Until then, Augustine was a freeloader of life. He took what he could get. The spiritual world only interested him where he could suck honey from it for his advancement or self-exaltation. And that was how he dealt with people. Suddenly, however, he felt confronted, recognised, seen through. End of the big show! He knew he had to give his life a completely different twist. From that accidental moment on, a tremendous dynamic came into the young intellectual’s life. He was baptised and actually put on Christ like putting on some new clothes. He didn’t just feel reborn. He was born anew.

Augustine, who until then had juggled a thousand books, focused on the one book that had confronted him with his life’s lies and at the same time opened the door to another life for him. He gave this book the chance to get to know it better: “If you believe what you like in the Gospels and reject what you don’t like, you don’t believe in the Gospel, you believe in yourself.”
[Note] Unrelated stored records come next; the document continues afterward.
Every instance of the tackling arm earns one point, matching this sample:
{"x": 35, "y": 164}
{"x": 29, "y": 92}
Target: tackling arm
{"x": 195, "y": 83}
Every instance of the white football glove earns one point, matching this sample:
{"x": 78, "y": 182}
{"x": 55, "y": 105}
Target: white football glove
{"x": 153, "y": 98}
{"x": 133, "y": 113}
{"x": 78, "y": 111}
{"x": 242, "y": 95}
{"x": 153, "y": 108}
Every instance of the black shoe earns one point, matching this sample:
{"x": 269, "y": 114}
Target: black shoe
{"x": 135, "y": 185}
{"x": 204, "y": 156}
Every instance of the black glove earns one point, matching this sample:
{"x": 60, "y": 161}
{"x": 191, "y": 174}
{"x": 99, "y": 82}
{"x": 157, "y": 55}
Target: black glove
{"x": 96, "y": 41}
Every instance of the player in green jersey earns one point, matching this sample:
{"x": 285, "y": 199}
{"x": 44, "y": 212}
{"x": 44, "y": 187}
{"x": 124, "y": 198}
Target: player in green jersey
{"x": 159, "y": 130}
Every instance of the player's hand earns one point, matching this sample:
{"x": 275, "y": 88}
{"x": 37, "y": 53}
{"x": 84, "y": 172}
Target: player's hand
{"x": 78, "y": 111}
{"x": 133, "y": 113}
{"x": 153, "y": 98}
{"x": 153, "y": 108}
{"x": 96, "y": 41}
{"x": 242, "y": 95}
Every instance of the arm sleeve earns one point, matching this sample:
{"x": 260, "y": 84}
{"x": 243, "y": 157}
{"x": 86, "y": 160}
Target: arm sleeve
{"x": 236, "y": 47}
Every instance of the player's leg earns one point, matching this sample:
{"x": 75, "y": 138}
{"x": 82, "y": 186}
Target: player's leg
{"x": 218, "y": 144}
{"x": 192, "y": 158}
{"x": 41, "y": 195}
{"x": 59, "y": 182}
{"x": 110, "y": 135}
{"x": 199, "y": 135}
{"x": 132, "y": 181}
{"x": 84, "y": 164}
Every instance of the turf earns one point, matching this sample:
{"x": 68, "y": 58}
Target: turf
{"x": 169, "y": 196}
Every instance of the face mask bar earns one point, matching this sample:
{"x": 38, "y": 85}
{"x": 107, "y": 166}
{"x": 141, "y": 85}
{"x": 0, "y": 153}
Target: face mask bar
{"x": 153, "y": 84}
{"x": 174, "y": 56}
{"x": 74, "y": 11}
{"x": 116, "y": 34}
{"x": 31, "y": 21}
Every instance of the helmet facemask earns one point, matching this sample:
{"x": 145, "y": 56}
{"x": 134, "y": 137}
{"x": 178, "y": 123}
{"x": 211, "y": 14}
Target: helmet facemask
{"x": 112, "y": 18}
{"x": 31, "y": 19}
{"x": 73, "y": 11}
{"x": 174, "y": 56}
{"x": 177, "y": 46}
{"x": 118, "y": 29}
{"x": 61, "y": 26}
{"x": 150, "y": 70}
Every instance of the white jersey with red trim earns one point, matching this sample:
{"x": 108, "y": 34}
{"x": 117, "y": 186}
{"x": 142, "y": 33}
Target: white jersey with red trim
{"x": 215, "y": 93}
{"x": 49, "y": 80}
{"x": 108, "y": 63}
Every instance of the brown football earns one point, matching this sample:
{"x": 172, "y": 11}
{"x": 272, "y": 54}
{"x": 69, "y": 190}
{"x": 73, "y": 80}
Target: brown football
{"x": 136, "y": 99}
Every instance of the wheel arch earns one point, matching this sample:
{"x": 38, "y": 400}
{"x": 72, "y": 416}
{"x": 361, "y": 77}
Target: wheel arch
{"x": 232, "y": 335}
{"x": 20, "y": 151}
A book that grows with you

There are books that grow smaller with the years – children’s books, novels for young people that you were once enthusiastic about – and those that seemed brittle at first, that you only discover at second glance. And there are those that grow larger with the years, indeed that prove inexhaustible. One such book is the Bible. And this is how Augustine experienced it: “The Bible is written in such a way that beginners mature on it, but its meaning grows along with them.” Or in another place: “The Holy Scriptures are like water in which a lamb can wade and an elephant can swim.” One has never finished reading the Bible; and even the great atheist and playwright Bert Brecht once confessed, when asked about the book of his life: “You’ll laugh – the Bible!” Brecht probably delighted in the plump life of the Holy Scriptures. Augustine found eternal life in it. And he testified, “When you read the Scriptures, God speaks to you.” With some strong words, Pope Francis recommended the Holy Scriptures to young people; he said, “You hold something divine in your hands! A book like fire! A book through which God speaks!” His predecessor, Pope Benedict, advised them, “Meditate often on the Word of God, and allow the Holy Spirit to be your teacher. Then you will discover that God’s thoughts are not those of men; you will be led to contemplate the true God and to read the events of history through his eyes; you will taste in fullness the joy that springs from the truth.”

Science can help …

Scientific biblical interpretation can help to better understand the circumstances of the times and the literal meaning of biblical texts. But anyone who expects to be able to bottle up the meaning of these texts or bottle them up in objective books will be disappointed. On the other hand, anyone whose ears have been opened just once because a verse of a psalm or a word of Jesus has touched him head-on, anyone who has once felt: this is said to me, exactly into my situation, – will never again think of the Word of God as a dead ancient cultural treasure. He will agree with the great Danish philosopher Sören Kierkegaard when he says: “The Bible is God’s love letter to us,” and it is “not there for us to criticise, but for it to criticise us.” “Therefore,” says YOUCAT 16, “I must receive the Holy Scriptures with great love and reverence: First, it is necessary to read the letter of God truly, that is, not to pick out details and disregard the whole. I must then interpret the whole in terms of its heart and mystery: Jesus Christ, of whom the whole Bible speaks, including the Old Testament. So, I am to read the Holy Scriptures in the same living faith of the Church out of which they arose.”